Celiac disease (gluten enteropathy, celiac sprue, nontropical sprue) is a genetic (hereditary) lifelong immune intolerance to the protein, gluten. Gluten is found in members of the wheat, barley, rye and oats family.
In affected individuals the immune system attacks the protein when ingested and causes damage to the intestinal walls causing complications with absorption of nutrients.
Celiac disease symptoms:
- weight loss
- itchy skin ras
- upset stomach
- abdominal bloating
- foul-smelling, light colored, bulky, and/or floating feces
- growth problems (in children)
- anemia (due to malnutrition)
- painful joints (due to malnutrition)
- fluid retention (due to malnutrition)
- pins and needles sensation in limbs (due to malnutrition)

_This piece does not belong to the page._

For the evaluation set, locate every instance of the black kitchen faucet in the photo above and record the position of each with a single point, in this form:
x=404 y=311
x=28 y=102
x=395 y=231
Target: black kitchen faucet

- tooth discoloration (due to malnutrition)
- lack of menstrual periods (in young females due to malnutrition)
- increased number of cavities (due to malnutrition)
Diagnosis is typically through physical examination and observation of symptoms. A tissue biopsy gluten testing (observation of response to avoidance of gluten, and to administration of gluten) are also commonly used.
Treatment is through the avoidance of gluten within the diet, for life. This is made difficult by the widespread presence of gluten in processed foodstuffs.
There is no cure for the disease. Even small amounts of gluten can cause immune response and symptoms within individuals with the disease.
The disease is rarely fatal although the risk for developing intestinal lymphoma is thought to be increased.